Of the approximately 7,500 state legislators in the U.S., just under 4,100 are Republicans and about 3,350 are Democrats. Only 40 state legislators call themselves Independents or something else.
Similarly, more states have Republican governors than Democrat governors.
Most Democratic voters are clustered in areas that are relatively small geographically, but densely populated in places such as California, New York, Illinois, and a few other states.
According to projections by CNalysis in a recent issue of Inside Politics, a nonpartisan elections newsletter, this significant grassroots legislative GOP advantage could be increased by triple digits in the forthcoming national mid-term elections in November, now less than six months away. Their potential projection, based on wave elections, both red and blue, of the past might even underestimate the actual results if indeed 2022 turns out to be not only a red wave, but a red tsunami.
Contrast this with the federal picture — that is, a Democratic president, and both houses of Congress narrowly controlled by the left of center party trying to advance an unpopular agenda of higher taxes, more regulations, open borders and unrestricted immigration, prioritizing alternative energy sources while restricting oil and coal resources during energy shortages, economic policies that exacerbate inflation and vital supply chains, planning to forgive college debt that is inevitably passed on to the general public, promoting censorship and political correctness, and proposals to pack the U.S Supreme Court. Although Democrats were initially all-in to defund the local police and impose self-destructive rent controls, voter backlash has prodded many Democratic candidates to reverse themselves on these issues. A clear rebuke in the 2021 elections of anti-parent liberal policies on secondary school education further turned away voters from the Democrats.
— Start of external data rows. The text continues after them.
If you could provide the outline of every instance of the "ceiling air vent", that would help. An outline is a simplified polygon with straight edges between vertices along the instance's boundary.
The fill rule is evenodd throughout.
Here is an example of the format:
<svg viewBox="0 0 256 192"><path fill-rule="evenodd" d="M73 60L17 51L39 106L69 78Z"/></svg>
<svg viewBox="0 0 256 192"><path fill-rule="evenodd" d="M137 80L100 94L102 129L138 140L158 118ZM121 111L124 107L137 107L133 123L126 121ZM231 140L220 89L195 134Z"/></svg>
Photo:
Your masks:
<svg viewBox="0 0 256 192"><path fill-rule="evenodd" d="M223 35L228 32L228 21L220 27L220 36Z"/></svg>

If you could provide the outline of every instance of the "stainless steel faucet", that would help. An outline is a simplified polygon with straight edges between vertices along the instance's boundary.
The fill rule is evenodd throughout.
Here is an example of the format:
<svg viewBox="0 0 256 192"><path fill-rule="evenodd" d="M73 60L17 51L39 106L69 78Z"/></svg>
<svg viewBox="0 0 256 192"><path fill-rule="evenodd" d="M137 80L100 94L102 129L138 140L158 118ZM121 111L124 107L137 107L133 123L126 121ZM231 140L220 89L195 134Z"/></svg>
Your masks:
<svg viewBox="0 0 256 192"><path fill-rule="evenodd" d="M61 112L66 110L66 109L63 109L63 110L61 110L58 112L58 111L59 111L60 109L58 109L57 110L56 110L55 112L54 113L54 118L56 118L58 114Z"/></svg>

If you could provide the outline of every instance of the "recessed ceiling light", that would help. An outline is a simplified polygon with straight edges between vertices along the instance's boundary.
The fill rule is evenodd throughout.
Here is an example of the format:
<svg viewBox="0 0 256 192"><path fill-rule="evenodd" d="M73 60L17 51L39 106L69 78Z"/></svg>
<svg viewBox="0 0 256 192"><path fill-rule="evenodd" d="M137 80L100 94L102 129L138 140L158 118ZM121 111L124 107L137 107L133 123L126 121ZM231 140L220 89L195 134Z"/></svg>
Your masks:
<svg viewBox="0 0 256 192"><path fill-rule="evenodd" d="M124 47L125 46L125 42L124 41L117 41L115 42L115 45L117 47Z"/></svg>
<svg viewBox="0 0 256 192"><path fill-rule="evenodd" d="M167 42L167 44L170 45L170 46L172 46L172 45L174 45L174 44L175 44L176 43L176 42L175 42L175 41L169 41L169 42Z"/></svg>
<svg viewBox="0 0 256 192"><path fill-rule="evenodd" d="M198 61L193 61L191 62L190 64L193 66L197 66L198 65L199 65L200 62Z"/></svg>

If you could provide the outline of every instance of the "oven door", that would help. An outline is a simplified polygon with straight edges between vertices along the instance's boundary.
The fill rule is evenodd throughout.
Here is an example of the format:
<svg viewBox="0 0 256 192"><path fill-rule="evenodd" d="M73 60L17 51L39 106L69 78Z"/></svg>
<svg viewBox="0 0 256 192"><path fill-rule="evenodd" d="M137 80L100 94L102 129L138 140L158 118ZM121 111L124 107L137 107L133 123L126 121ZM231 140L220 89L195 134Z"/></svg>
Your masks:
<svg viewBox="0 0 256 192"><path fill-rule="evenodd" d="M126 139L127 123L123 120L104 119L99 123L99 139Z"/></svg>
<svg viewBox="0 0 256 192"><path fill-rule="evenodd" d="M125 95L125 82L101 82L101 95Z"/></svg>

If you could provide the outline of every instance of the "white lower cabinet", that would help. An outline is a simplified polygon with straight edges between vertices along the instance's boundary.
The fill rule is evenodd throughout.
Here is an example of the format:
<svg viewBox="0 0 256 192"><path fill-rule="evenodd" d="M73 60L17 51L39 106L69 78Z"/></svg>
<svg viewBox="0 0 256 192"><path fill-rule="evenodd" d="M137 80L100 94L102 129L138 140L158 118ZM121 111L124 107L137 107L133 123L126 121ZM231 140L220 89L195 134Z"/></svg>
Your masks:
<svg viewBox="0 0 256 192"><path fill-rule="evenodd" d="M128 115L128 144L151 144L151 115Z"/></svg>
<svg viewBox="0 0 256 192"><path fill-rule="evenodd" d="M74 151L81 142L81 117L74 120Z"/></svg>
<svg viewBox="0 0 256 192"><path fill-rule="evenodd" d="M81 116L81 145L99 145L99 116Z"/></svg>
Some observers have suggested that the leaked draft of a potential U.S. Supreme Court decision reversing Roe v. Wade might rally Democratic voters and lead to a mid-term election surprise. Because the abortion issue arouses such intensity on both sides, some observers think it might boost turnout on the left, but initial polls indicate that while pro-choice women, particularly in the suburbs, are upset by the potential decision, their vote is much more dependent on inflation, the price of gasoline, and other economic issues
The Court decision does not, furthermore, ban early abortion, but simply turns the issue back to the individual states. Pro-choice partisans also downplay the fact that polls indicate that almost half of U.S. adult women are to some degree pro-life and would applaud the decision. In short, the issue is not likely to be a decisive one.
The Republican dominance of local and state politics is not new, especially in rural, small town and suburban areas. The establishment media, of course, downplays it, but support for conservative policies at the grassroots level forms the backbone of the right-of-center sentiment now taking shape ahead of the November elections. It also explains why President Biden is getting no poll number bounce from the Ukraine war. Normally, administrations and presidents see a “rally-round-the-flag” increase in their polls during international conflicts, but Biden was slow to act, and has been overshadowed by European leaders.
The map tells the true story. It will take much more than public relations gambits (“messaging”) to alter the course of the mid-term elections now.